Lathing and insulation

To make your own gable roof reliable, be sure to insulate it. Can be used as insulation various materials, for example, the very popular mineral wool or other options based on it. Be sure to provide a vapor and waterproofing layer.

We lay the waterproofing layer directly on the rafters and fix it. Next we lay mats from thermal insulation material, placing them between the rafters with reliable fixation. Next, we lay a layer of vapor barrier, which we place with inside roofs. We fix the connections of the layers using a special adhesive tape. You can immediately install a finishing layer on top of the insulating material, or you can postpone this stage until later.

Now let's move on to the sheathing. Along existing rafters we lay the beam - counter-lattice. The task of this element is to create a gap between the roofing material and the insulation. This helps remove moisture generated by convection warm air from the ceiling and attic.

Next, we install the direct sheathing. Here everything depends on what kind of roofing material you are going to choose. For example, for tiles the sheathing pitch should be about 50 mm, and for slate or wide tiles - from 100-150 mm. In other words, it is necessary to take into account the size and weight of the future roofing material. In some cases it can be done at all continuous sheathing. By the way, this option is considered universal, that is, suitable for any type of coating. But this significantly increases consumption building material and the very weight of the entire roof.

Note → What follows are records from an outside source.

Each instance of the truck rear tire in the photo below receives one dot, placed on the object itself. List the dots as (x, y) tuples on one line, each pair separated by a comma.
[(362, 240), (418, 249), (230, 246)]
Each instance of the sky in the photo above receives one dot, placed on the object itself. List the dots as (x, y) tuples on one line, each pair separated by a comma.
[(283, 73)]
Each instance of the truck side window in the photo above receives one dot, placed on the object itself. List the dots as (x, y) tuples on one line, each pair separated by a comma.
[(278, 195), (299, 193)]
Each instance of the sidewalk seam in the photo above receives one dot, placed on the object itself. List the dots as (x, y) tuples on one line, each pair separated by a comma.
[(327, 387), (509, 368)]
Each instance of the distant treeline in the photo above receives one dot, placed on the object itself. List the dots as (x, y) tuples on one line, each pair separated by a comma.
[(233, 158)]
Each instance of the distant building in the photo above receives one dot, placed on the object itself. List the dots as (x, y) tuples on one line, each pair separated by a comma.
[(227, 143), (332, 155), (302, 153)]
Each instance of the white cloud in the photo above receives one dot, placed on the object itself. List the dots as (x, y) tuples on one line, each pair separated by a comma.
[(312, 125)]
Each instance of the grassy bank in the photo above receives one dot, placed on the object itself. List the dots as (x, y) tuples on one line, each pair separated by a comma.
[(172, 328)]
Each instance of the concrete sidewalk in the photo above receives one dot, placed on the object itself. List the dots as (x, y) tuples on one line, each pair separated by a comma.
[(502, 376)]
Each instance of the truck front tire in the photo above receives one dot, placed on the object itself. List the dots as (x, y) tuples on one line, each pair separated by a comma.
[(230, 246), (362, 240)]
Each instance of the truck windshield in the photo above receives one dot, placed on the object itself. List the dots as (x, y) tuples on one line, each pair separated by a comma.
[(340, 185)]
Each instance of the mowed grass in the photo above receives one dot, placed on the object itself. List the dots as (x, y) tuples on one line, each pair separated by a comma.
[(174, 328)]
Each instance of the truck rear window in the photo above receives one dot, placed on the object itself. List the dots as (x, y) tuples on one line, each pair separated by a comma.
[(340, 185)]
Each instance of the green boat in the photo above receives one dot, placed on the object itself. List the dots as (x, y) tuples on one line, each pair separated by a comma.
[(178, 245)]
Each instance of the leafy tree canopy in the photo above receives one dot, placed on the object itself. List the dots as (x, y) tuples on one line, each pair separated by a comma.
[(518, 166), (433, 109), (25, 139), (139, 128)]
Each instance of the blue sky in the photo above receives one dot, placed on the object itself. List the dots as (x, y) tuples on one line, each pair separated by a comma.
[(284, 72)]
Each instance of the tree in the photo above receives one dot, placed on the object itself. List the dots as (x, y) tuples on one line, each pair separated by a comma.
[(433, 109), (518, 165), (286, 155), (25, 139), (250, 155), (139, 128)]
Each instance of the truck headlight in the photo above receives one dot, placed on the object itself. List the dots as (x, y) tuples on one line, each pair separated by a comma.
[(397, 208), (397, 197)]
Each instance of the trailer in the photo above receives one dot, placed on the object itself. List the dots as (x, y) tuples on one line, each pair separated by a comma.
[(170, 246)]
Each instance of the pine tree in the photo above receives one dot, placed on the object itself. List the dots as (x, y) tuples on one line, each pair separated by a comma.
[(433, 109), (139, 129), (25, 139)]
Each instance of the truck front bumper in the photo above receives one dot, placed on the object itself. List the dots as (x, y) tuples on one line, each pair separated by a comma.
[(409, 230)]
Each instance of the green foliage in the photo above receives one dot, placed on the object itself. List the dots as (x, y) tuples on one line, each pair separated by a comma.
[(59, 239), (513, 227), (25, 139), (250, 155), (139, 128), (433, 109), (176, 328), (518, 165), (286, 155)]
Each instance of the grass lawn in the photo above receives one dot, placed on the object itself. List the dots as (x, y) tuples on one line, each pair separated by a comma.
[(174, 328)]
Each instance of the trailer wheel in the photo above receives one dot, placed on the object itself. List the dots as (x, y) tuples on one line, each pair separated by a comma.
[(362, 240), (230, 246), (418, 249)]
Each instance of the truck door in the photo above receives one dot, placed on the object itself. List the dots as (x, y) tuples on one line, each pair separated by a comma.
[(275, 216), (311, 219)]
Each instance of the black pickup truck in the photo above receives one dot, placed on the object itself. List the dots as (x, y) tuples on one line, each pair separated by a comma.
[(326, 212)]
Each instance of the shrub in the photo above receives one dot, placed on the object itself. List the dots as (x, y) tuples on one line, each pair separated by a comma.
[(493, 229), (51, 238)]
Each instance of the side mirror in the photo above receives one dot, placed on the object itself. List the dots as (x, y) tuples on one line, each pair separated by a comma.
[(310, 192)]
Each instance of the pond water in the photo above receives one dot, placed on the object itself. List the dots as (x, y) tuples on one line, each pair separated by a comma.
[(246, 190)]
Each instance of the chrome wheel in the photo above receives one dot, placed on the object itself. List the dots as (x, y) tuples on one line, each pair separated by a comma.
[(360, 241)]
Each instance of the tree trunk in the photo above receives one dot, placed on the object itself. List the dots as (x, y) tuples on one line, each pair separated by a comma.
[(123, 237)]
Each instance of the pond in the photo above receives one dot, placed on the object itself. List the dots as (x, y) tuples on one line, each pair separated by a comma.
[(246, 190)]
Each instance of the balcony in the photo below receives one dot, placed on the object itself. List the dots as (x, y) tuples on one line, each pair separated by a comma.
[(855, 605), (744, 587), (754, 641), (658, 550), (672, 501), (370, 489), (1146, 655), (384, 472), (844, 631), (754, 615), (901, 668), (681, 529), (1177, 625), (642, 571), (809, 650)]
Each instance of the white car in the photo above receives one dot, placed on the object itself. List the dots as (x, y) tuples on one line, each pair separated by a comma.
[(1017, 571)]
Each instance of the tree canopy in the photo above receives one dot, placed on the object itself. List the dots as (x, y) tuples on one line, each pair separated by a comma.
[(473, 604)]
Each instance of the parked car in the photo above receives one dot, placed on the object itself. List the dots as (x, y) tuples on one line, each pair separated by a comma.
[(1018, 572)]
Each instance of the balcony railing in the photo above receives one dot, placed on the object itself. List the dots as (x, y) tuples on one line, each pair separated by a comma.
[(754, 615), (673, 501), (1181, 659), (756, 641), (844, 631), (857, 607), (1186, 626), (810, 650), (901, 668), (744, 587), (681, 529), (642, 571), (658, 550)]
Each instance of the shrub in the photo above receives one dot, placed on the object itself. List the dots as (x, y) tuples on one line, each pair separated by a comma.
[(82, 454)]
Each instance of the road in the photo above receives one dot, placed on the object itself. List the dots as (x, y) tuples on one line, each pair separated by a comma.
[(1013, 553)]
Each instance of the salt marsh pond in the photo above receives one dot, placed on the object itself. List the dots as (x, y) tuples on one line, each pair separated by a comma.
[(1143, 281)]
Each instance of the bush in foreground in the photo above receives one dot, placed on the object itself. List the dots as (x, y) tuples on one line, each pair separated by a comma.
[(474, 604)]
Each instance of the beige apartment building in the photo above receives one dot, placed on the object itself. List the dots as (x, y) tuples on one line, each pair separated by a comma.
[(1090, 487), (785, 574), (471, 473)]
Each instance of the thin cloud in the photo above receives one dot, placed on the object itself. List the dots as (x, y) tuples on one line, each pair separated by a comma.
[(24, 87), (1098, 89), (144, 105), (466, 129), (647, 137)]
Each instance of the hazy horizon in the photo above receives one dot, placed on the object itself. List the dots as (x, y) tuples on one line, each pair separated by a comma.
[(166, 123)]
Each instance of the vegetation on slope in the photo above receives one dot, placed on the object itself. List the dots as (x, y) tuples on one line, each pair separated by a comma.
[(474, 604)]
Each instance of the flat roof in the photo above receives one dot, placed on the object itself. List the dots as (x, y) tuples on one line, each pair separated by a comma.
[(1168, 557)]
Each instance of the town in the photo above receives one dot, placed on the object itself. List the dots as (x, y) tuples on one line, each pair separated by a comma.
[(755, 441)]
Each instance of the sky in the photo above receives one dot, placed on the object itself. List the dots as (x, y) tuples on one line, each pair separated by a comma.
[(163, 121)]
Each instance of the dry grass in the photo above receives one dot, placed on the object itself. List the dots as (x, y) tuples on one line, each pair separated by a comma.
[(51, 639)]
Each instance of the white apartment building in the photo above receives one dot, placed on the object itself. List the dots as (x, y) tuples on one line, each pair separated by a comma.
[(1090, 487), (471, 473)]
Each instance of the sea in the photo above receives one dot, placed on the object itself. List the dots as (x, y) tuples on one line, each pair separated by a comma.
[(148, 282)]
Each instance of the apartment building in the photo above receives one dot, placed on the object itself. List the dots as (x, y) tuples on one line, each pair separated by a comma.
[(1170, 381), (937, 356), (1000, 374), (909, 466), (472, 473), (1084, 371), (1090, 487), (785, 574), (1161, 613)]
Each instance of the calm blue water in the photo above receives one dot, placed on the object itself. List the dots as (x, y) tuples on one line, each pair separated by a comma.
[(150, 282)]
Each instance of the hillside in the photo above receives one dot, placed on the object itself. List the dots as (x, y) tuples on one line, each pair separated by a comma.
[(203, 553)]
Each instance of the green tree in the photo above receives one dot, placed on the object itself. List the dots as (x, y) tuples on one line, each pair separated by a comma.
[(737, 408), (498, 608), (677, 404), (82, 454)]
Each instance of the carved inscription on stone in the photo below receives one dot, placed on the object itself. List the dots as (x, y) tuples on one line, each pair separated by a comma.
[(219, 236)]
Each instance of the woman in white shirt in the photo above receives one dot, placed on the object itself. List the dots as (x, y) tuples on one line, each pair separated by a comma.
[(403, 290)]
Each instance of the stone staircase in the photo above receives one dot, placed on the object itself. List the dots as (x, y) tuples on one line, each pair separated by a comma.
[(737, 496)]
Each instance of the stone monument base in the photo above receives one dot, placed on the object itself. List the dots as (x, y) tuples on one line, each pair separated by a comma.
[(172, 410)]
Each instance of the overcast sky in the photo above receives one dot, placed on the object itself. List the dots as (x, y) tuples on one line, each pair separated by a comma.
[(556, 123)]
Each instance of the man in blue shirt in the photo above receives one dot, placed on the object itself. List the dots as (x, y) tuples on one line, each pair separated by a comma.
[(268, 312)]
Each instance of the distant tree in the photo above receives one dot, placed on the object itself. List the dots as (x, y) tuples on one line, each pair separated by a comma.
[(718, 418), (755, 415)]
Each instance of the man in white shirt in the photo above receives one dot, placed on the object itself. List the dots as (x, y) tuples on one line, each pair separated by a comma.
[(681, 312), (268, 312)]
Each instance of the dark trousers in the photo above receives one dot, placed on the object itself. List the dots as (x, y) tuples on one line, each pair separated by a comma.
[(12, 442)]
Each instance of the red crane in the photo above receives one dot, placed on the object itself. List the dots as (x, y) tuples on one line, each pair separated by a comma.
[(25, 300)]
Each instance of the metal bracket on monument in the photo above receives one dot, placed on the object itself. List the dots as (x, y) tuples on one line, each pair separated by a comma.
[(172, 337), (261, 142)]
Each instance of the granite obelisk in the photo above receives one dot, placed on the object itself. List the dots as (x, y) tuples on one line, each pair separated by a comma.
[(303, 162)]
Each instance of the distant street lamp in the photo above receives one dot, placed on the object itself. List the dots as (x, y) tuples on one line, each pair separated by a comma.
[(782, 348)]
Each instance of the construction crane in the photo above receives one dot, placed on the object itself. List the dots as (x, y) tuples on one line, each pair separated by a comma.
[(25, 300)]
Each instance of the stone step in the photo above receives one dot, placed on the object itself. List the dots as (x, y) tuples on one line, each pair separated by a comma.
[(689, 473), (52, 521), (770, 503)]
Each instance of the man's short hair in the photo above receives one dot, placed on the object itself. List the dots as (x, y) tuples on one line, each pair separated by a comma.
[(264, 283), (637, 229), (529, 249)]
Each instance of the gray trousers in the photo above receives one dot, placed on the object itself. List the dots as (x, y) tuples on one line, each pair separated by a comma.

Installation technology differs depending on the type of coating. For example, when installing bitumen shingles should first be laid on the sheathing underlay carpet with an overlap of layers of approximately 150 mm and fix it securely. The carpet can be laid both along and across the existing sheathing, the main thing is to fix it securely.

Next, we install the cornices, if they are included in the project. Cornice strip attached directly to the lining and secured with nails or self-tapping screws. Do not forget to install special brackets for installation into the cornice drainage system. After this, attach to the ends of the roof end strips and proceed to laying the tiles.

We start laying from the center of the eaves overhang, in both directions to the edges, moving layer by layer to the top of the roof. The tiles have an adhesive layer protected by film - tear it off and glue each tile to the lining. We fix it with nails in four places. Next, we repeat the procedure with each subsequent tile. At the ends, the protruding edges of the tiles must be carefully trimmed and the edges sanded. Don't forget to make roof penetrations - special holes for, for example, an antenna or a chimney. To do this, the tile is drilled into in the right place, and the hole is reinforced with rubber around the edges.

A special ridge tile of a suitable shape is mounted on the roof ridge. Here it is necessary to overlap the laying by about 5 mm to avoid rainwater from getting under the material. Installation of roofing using other materials is carried out in approximately the same way, taking into account certain nuances for each coating option.

Your DIY gable roof is ready. Now you can move on to interior decoration attic and work on covering wood with varnish, paint or other suitable materials. As you go, there is nothing complicated in this process: you will need necessary materials, several assistants, tools and 2-3 days to work.